How close are you two now?
DeLonge: It’s the same, you know. We don’t talk as much as we should, but Mark’s probably never going to get away from me.
Hoppus: When we’re apart, we’re with our families. I live in the UK, Tom lives in San Diego and Travis lives in Los Angeles, so we’ll talk through text message every now and then, but as soon as we’re back in a room together, it’s like time travel, like nothing ever happened, like we just got off tour. Maybe for the first half-hour people are like, “So what’s been going on? How are things?” Then we start playing music and it’s all normal.
So next year there will be a new record?
Hoppus: Yes.
DeLonge: That’s the plan.
Do you have a producer?
Hoppus: No. We’re talking about it but we haven’t decided on anyone yet. This whole tour, this whole experience is about getting ready for that next record. We’ve been meeting with labels, we’ve been talking about producers, trying to figure out internally what the plan is for Blink.
Do you think you’ll go to another big label?
Hoppus: I don’t know. We’re keeping our options open. We’re meeting with some labels.

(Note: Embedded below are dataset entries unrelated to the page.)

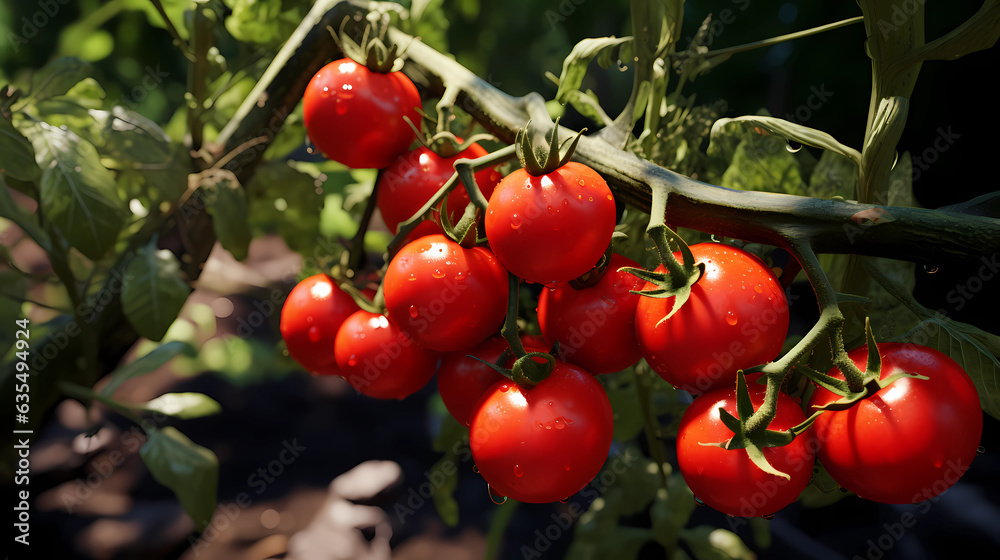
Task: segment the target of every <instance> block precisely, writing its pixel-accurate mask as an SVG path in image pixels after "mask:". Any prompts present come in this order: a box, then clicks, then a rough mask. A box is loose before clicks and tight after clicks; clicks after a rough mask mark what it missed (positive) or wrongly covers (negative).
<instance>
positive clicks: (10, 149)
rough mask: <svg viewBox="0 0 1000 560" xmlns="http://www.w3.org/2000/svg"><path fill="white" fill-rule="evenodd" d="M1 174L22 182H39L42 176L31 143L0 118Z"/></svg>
mask: <svg viewBox="0 0 1000 560" xmlns="http://www.w3.org/2000/svg"><path fill="white" fill-rule="evenodd" d="M0 174H3V175H7V176H8V177H14V178H15V179H20V180H22V181H37V180H38V178H39V177H40V176H41V175H42V170H41V168H39V167H38V164H37V163H35V150H34V148H32V147H31V142H29V141H28V139H27V138H25V137H24V135H23V134H21V133H20V132H19V131H18V130H17V129H16V128H14V125H12V124H10V121H8V120H7V119H5V118H2V117H0Z"/></svg>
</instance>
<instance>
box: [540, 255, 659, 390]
mask: <svg viewBox="0 0 1000 560" xmlns="http://www.w3.org/2000/svg"><path fill="white" fill-rule="evenodd" d="M625 266H629V267H639V264H638V263H636V262H635V261H633V260H632V259H629V258H627V257H623V256H621V255H617V254H616V255H612V256H611V263H610V264H609V266H608V270H607V272H606V273H605V274H604V276H602V277H601V279H600V280H599V281H598V282H597V284H595V285H594V286H590V287H588V288H586V289H583V290H577V289H575V288H573V287H572V286H570V285H569V284H568V283H562V284H559V285H557V286H556V287H555V288H554V289H547V290H542V293H541V295H540V296H539V298H538V324H539V326H541V328H542V334H544V335H545V338H546V340H549V341H551V342H555V341H557V340H558V341H559V359H561V360H563V361H567V362H572V363H574V364H578V365H580V366H581V367H583V368H584V369H586V370H587V371H589V372H591V373H595V374H600V373H612V372H616V371H621V370H623V369H625V368H627V367H628V366H630V365H632V364H634V363H636V362H638V361H639V359H640V358H641V357H642V354H641V353H640V352H639V343H638V342H637V341H636V338H635V309H636V306H637V305H638V304H639V299H640V296H639V295H638V294H633V293H631V290H639V289H641V288H642V286H643V284H645V282H644V281H643V280H640V279H639V278H638V277H637V276H633V275H631V274H629V273H628V272H619V271H618V269H620V268H622V267H625Z"/></svg>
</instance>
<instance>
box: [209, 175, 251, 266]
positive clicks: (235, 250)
mask: <svg viewBox="0 0 1000 560" xmlns="http://www.w3.org/2000/svg"><path fill="white" fill-rule="evenodd" d="M200 188H201V189H203V190H204V192H205V209H206V210H207V211H208V213H209V214H211V215H212V229H213V230H215V236H216V237H217V238H218V239H219V243H221V244H222V247H223V248H224V249H225V250H227V251H229V252H230V253H232V254H233V257H234V258H235V259H236V260H238V261H241V260H243V259H245V258H247V252H248V251H249V249H250V239H251V238H252V236H253V234H252V233H251V231H250V209H249V207H248V205H247V199H246V195H244V194H243V188H242V187H240V183H239V180H238V179H237V178H236V175H233V174H232V173H231V172H228V171H223V172H219V173H216V174H215V175H212V176H210V177H207V178H206V179H204V180H203V181H202V184H201V187H200Z"/></svg>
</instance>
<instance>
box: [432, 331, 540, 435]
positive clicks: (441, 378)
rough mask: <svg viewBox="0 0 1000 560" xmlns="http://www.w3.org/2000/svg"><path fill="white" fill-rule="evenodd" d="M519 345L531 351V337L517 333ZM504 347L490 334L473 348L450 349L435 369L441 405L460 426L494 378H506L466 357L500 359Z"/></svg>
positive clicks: (495, 361) (472, 358) (497, 381)
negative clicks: (440, 394) (480, 342)
mask: <svg viewBox="0 0 1000 560" xmlns="http://www.w3.org/2000/svg"><path fill="white" fill-rule="evenodd" d="M521 344H523V345H524V346H525V349H526V350H527V351H528V352H533V351H535V350H532V348H535V347H536V345H535V337H534V336H532V335H525V334H523V335H521ZM540 344H541V345H542V346H544V344H545V343H544V341H542V342H541V343H540ZM506 349H507V341H506V340H504V339H503V337H501V336H493V337H490V338H487V339H486V340H484V341H483V342H481V343H480V344H479V345H478V346H476V347H475V348H472V349H470V350H458V351H455V352H450V353H448V354H446V355H445V356H444V357H442V358H441V367H439V368H438V392H440V393H441V400H442V401H444V406H445V408H447V409H448V412H449V413H451V415H452V417H454V418H455V420H458V421H459V422H460V423H461V424H462V425H463V426H468V425H469V422H471V421H472V414H473V413H474V412H475V411H476V405H477V404H478V403H479V399H480V398H482V396H483V394H484V393H486V390H487V389H489V388H490V387H492V386H493V385H495V384H496V383H497V382H498V381H503V380H504V379H506V378H505V377H504V376H503V375H500V374H499V373H497V372H496V371H494V370H492V369H490V368H489V366H487V365H486V364H484V363H482V362H480V361H479V360H476V359H474V358H470V357H469V356H475V357H476V358H479V359H480V360H486V361H487V362H490V363H496V361H497V360H498V359H500V354H502V353H503V351H504V350H506ZM540 351H542V352H544V351H545V350H540ZM513 365H514V361H513V360H510V361H509V363H507V364H506V365H505V367H508V368H509V367H511V366H513Z"/></svg>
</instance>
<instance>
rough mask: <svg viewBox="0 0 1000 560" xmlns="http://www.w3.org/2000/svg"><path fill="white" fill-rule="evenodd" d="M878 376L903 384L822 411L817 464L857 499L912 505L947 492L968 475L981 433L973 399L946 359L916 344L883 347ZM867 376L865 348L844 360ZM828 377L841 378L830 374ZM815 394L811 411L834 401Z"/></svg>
mask: <svg viewBox="0 0 1000 560" xmlns="http://www.w3.org/2000/svg"><path fill="white" fill-rule="evenodd" d="M878 350H879V354H880V355H881V357H882V371H881V377H882V378H883V379H884V378H886V377H888V376H890V375H893V374H895V373H898V372H910V373H918V374H920V375H925V376H927V377H928V378H929V379H927V380H920V379H912V378H901V379H898V380H896V381H894V382H893V383H892V384H891V385H889V386H888V387H886V388H884V389H881V390H880V391H878V392H877V393H875V394H874V395H872V396H870V397H868V398H865V399H863V400H861V401H860V402H858V403H856V404H855V405H854V406H852V407H851V408H849V409H847V410H842V411H837V412H825V413H823V414H821V415H820V416H819V418H817V420H816V423H815V424H814V428H815V430H816V437H817V438H818V440H819V442H820V445H821V447H820V450H819V459H820V462H822V463H823V466H824V467H826V470H827V471H828V472H829V473H830V476H832V477H833V479H834V480H835V481H837V483H839V484H840V485H841V486H842V487H844V488H845V489H847V490H850V491H851V492H854V493H855V494H857V495H858V496H861V497H862V498H866V499H869V500H872V501H876V502H881V503H887V504H911V503H916V502H921V501H923V500H927V499H929V498H933V497H934V496H937V495H938V494H940V493H941V492H944V491H945V490H947V489H948V488H949V487H950V486H951V485H952V484H954V483H955V482H957V481H958V479H959V478H960V477H961V476H962V475H963V474H964V473H965V471H966V470H967V469H968V468H969V464H970V463H971V462H972V459H974V458H975V456H976V449H977V448H978V447H979V441H980V438H981V436H982V432H983V413H982V411H981V409H980V404H979V395H978V392H977V391H976V387H975V385H973V383H972V380H971V379H970V378H969V376H968V374H966V373H965V371H964V370H963V369H962V368H961V366H959V365H958V364H957V363H955V361H954V360H952V359H951V358H949V357H948V356H946V355H945V354H943V353H941V352H938V351H937V350H934V349H933V348H927V347H925V346H918V345H915V344H902V343H881V344H879V345H878ZM848 356H849V357H850V358H851V359H852V360H853V361H854V363H855V364H856V365H857V366H858V367H859V368H861V370H862V371H864V369H865V364H866V362H867V359H868V349H867V347H865V346H862V347H860V348H855V349H854V350H852V351H850V352H849V353H848ZM830 375H832V376H835V377H838V378H841V379H843V375H842V374H841V373H840V372H839V371H838V370H837V369H836V368H835V369H833V370H832V371H830ZM839 398H840V397H838V396H837V395H834V394H833V393H831V392H829V391H827V390H825V389H822V388H817V390H816V392H815V393H814V394H813V397H812V399H811V400H810V405H811V406H817V405H818V406H822V405H824V404H827V403H829V402H832V401H835V400H837V399H839Z"/></svg>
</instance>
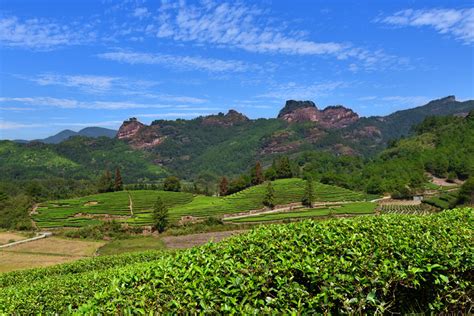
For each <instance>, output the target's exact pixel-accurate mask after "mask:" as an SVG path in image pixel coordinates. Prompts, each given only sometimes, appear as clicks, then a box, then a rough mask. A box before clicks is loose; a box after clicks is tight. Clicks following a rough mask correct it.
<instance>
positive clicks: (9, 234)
mask: <svg viewBox="0 0 474 316" xmlns="http://www.w3.org/2000/svg"><path fill="white" fill-rule="evenodd" d="M26 238H27V237H25V236H23V235H20V234H17V233H12V232H0V245H5V244H8V243H10V242H11V241H12V240H14V241H18V240H23V239H26Z"/></svg>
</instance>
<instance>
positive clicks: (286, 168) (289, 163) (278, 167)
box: [275, 156, 293, 179]
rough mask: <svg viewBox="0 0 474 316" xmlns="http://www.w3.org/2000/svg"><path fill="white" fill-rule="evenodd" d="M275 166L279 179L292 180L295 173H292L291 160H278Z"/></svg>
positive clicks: (279, 159)
mask: <svg viewBox="0 0 474 316" xmlns="http://www.w3.org/2000/svg"><path fill="white" fill-rule="evenodd" d="M275 165H276V174H277V178H278V179H285V178H291V177H292V176H293V173H292V172H291V165H290V159H289V158H288V157H287V156H283V157H281V158H280V159H278V161H277V162H276V164H275Z"/></svg>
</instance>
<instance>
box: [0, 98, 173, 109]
mask: <svg viewBox="0 0 474 316" xmlns="http://www.w3.org/2000/svg"><path fill="white" fill-rule="evenodd" d="M6 102H8V103H21V104H26V105H29V106H45V107H56V108H62V109H78V108H81V109H97V110H119V109H140V108H175V107H176V105H175V104H155V103H135V102H128V101H79V100H75V99H62V98H52V97H22V98H11V97H0V103H6Z"/></svg>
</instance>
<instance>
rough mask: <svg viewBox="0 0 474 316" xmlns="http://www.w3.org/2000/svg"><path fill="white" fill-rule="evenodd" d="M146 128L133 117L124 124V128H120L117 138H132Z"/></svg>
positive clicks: (121, 127)
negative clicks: (143, 129)
mask: <svg viewBox="0 0 474 316" xmlns="http://www.w3.org/2000/svg"><path fill="white" fill-rule="evenodd" d="M144 126H145V125H144V124H142V123H140V122H139V121H138V120H137V119H136V118H134V117H132V118H130V119H129V120H127V121H124V122H123V123H122V126H120V128H119V130H118V133H117V138H118V139H124V138H125V139H128V138H132V137H133V136H135V134H137V133H138V131H139V130H140V129H141V128H142V127H144Z"/></svg>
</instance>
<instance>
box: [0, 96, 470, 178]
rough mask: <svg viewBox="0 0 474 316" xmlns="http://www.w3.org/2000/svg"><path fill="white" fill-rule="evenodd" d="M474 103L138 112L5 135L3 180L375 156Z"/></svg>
mask: <svg viewBox="0 0 474 316" xmlns="http://www.w3.org/2000/svg"><path fill="white" fill-rule="evenodd" d="M472 110H474V101H472V100H470V101H464V102H460V101H457V100H456V99H455V97H454V96H449V97H446V98H442V99H438V100H433V101H431V102H429V103H427V104H426V105H423V106H420V107H417V108H413V109H408V110H403V111H398V112H395V113H393V114H390V115H387V116H374V117H359V116H358V115H357V113H355V112H354V111H352V110H351V109H349V108H346V107H344V106H342V105H336V106H328V107H326V108H323V109H319V108H318V106H317V105H316V104H315V103H314V102H312V101H294V100H289V101H287V102H286V104H285V105H284V107H283V108H282V109H281V111H280V112H279V114H278V117H276V118H269V119H263V118H261V119H249V118H248V117H246V116H245V115H244V114H242V113H239V112H237V111H235V110H229V111H228V112H227V113H226V114H224V113H218V114H216V115H209V116H202V117H198V118H195V119H192V120H183V119H177V120H155V121H153V122H152V123H151V124H150V125H145V124H143V123H141V122H140V121H139V120H138V119H136V118H131V119H129V120H126V121H124V122H123V124H122V126H121V127H120V129H119V130H118V132H116V131H114V130H108V129H103V128H86V129H83V130H81V131H79V132H77V133H76V132H72V131H63V132H61V133H59V134H57V135H54V136H52V137H48V138H46V139H44V140H40V141H34V142H29V143H27V144H19V143H15V142H11V141H0V166H1V167H0V174H1V178H2V179H4V180H9V179H10V180H11V179H31V178H38V179H41V178H44V177H50V176H52V177H66V178H72V179H95V178H97V177H98V175H99V174H100V173H101V171H103V170H105V169H109V170H113V169H114V168H115V167H117V166H120V167H121V168H122V169H123V175H124V179H126V181H127V182H137V181H148V180H156V179H159V178H162V177H164V176H165V175H167V174H174V175H177V176H179V177H181V178H186V179H199V178H201V179H216V178H217V177H220V176H222V175H226V176H229V177H233V176H236V175H239V174H241V173H242V172H244V171H247V170H249V168H250V167H252V166H253V165H254V164H255V162H256V161H260V162H261V163H262V164H263V166H264V167H268V166H269V165H270V164H271V163H272V160H273V159H274V158H276V157H278V156H280V155H283V154H284V155H288V156H291V157H292V158H294V159H295V161H297V160H298V159H299V157H301V154H303V153H306V152H311V153H316V155H321V156H323V154H324V155H331V156H334V157H348V156H350V157H356V158H357V159H359V160H361V161H362V160H368V159H369V160H372V159H374V158H376V157H377V156H378V155H379V154H380V153H381V152H382V151H383V150H384V149H385V148H387V145H388V144H393V141H394V140H397V139H399V138H400V137H402V136H410V135H412V134H415V131H414V130H413V126H414V125H416V124H419V123H421V122H422V121H423V120H424V119H425V118H427V117H429V116H444V115H448V116H453V115H454V116H461V117H464V116H466V115H467V114H468V113H469V112H470V111H472ZM469 126H470V125H469ZM71 136H75V137H71ZM100 136H106V137H100ZM107 137H108V138H107ZM446 139H447V138H446ZM460 142H461V141H460ZM461 143H462V142H461ZM312 159H313V158H312ZM313 160H314V159H313ZM438 160H439V159H438ZM341 163H342V164H344V161H342V162H341ZM430 163H431V162H430Z"/></svg>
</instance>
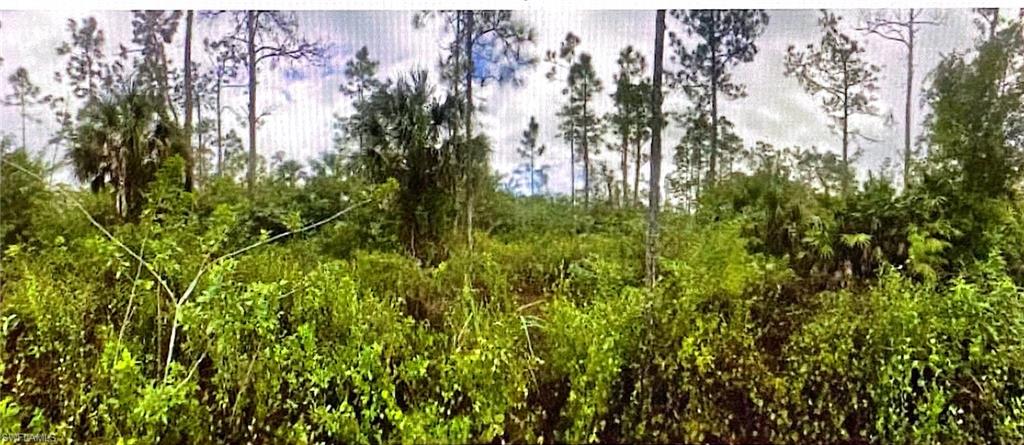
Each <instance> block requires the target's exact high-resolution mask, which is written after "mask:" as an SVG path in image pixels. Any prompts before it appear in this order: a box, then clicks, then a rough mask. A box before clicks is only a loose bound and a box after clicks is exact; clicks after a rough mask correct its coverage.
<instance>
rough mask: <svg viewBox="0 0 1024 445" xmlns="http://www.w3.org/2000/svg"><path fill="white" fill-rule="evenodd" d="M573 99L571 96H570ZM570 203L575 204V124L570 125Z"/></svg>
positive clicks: (569, 179)
mask: <svg viewBox="0 0 1024 445" xmlns="http://www.w3.org/2000/svg"><path fill="white" fill-rule="evenodd" d="M569 100H572V99H571V96H570V98H569ZM569 205H571V206H573V207H574V206H575V125H574V124H570V125H569Z"/></svg>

DeLonge: We’re not against it.
Hoppus: We’re not against it. If it’s the right label and the right partnership and the right vibe or we could do it ourselves or use a distributor. There are so many options for bands now.
DeLonge: There’s not just like be completely independent or be on a label. There are many shades of grey so you can use labels for parts of what you need or you can hire services. It’s a lot of options. We’re not opposed to any of them.